Hiller gave up on the idea of seminary and after college moved to Denver, where he did social work in H.I.V. prevention and youth homelessness. He set his sights on New York, where his averred plan was to pursue a master’s degree in social work at New York University — “I was too embarrassed to admit that I wanted to be an actor,” he said — and moved here in 2001, fully intending to enroll. He even made a deposit.
He never started the program.
Over the next two decades in New York he worked temp jobs and side gigs to pay the rent while picking up roles in television and theater. He met the artist Neil Goldberg in 2008, and they married and moved to the Lower East Side in 2013. Along the way, he got to know Everett, who was doing cabaret at Joe’s Pub. He eventually performed there with her sometimes.

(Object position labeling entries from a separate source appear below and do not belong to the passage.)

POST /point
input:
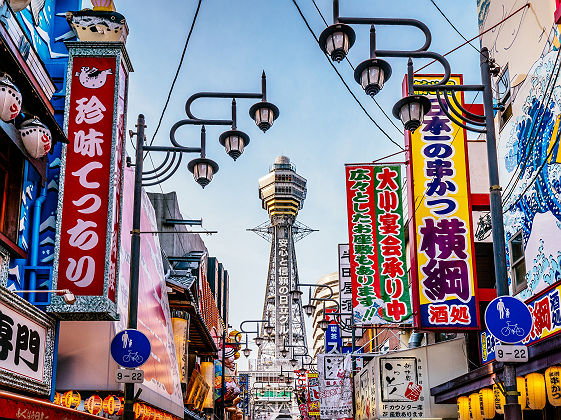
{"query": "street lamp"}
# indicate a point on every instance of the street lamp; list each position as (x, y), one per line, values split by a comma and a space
(411, 111)
(203, 170)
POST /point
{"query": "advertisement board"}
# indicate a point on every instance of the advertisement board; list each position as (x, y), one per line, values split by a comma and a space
(336, 396)
(380, 286)
(441, 228)
(86, 260)
(84, 362)
(27, 338)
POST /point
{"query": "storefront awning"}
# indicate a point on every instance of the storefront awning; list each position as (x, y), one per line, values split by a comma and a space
(14, 406)
(542, 355)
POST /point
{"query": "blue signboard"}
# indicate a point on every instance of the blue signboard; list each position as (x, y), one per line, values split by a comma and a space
(130, 348)
(508, 319)
(333, 340)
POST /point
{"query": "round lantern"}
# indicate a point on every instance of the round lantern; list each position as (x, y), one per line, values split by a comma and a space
(71, 399)
(521, 388)
(111, 404)
(93, 405)
(553, 385)
(475, 407)
(487, 403)
(36, 137)
(58, 398)
(499, 400)
(535, 388)
(463, 408)
(10, 99)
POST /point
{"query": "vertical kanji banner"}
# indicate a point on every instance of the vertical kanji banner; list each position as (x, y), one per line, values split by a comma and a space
(89, 215)
(442, 258)
(380, 287)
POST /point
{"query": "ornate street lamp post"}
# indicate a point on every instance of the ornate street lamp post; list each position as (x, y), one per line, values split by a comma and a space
(203, 169)
(336, 41)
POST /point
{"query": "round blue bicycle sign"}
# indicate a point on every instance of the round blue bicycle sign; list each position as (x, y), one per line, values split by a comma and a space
(130, 348)
(508, 319)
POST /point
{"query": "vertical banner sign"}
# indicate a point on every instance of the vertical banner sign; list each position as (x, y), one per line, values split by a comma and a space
(88, 223)
(345, 288)
(442, 259)
(313, 394)
(380, 289)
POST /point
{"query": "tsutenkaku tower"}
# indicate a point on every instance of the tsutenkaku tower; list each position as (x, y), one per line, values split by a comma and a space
(282, 193)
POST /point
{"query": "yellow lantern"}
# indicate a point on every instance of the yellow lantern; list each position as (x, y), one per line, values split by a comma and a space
(93, 405)
(71, 399)
(521, 388)
(58, 399)
(463, 408)
(111, 404)
(535, 388)
(499, 400)
(475, 407)
(487, 403)
(553, 385)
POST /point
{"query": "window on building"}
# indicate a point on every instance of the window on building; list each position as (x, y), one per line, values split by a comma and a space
(517, 263)
(11, 178)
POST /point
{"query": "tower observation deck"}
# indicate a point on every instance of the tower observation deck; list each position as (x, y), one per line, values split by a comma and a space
(282, 192)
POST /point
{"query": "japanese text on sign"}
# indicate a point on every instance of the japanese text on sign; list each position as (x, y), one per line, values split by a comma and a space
(443, 272)
(90, 178)
(377, 245)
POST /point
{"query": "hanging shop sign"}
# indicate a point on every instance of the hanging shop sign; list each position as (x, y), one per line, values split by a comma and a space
(336, 396)
(377, 244)
(26, 345)
(313, 394)
(442, 258)
(88, 222)
(545, 309)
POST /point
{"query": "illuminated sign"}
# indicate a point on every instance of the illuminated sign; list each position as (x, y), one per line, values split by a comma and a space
(442, 258)
(378, 268)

“Oh my god, Bridget Everett knows who I am!” Hiller recalled thinking at the time.
By the time Hiller turned 40, the biggest credit on his résumé was playing a computer tech on “Law & Order,” he said, laughing. (This one had a name, at least: Stan.) In his journal he still dreamed about starring in a larger role — specifically in a half-hour comedy on a major network like HBO, one that required some real acting. At the same time, he wondered if it was time to move on.
“I kept being like, ‘Is this embarrassing that I’m still following this dream?’” he said. “That was really the only time when I was like, ‘Should I give up?’ Other than that, I just kept going.”
Then Everett called about “Somebody Somewhere.”
For the first two seasons of production, Hiller lived in an Airbnb with Everett and another cast member, Murray Hill, who plays Fred Rococo, a quiet soil scientist. The house, just outside Chicago, where the series was filmed, looked like a “Real Housewives reject,” Hiller said, complete with three bedrooms, three bathrooms and three full kitchens.
“Every single day we were like, ‘Can you believe this is happening?’” he said of his work on set. “It wasn’t ever like, ugh, I don’t want to work tonight. It was always a thrill.”
Hiller was on the phone with his sister, who remains in Texas, when his agent called with the Emmy news. He had read lists of potential nominees but never saw his own name, so he didn’t take the call. Then his manager called, and Hiller’s first thought was that he was in trouble, not guessing that the news was good.
He screamed. He called his sister back and they screamed together. The next call was to Goldberg, who also screamed.
“None of us were expecting it,” he said. “It was just so completely shocking.”
When the Emmy ceremony takes place on Sept. 14, Hiller has asked Goldberg, whose birthday is the next day, to accompany him. Hiller laughed, saying that as a present, maybe they would get to meet Pedro Pascal. The ceremony will be a celebration for Hiller, regardless.
“I made this happen; I manifested it,” he said. “But also I know so many other people who also do that and haven’t had this, and so I recognize I got lucky. Show business is not fair.”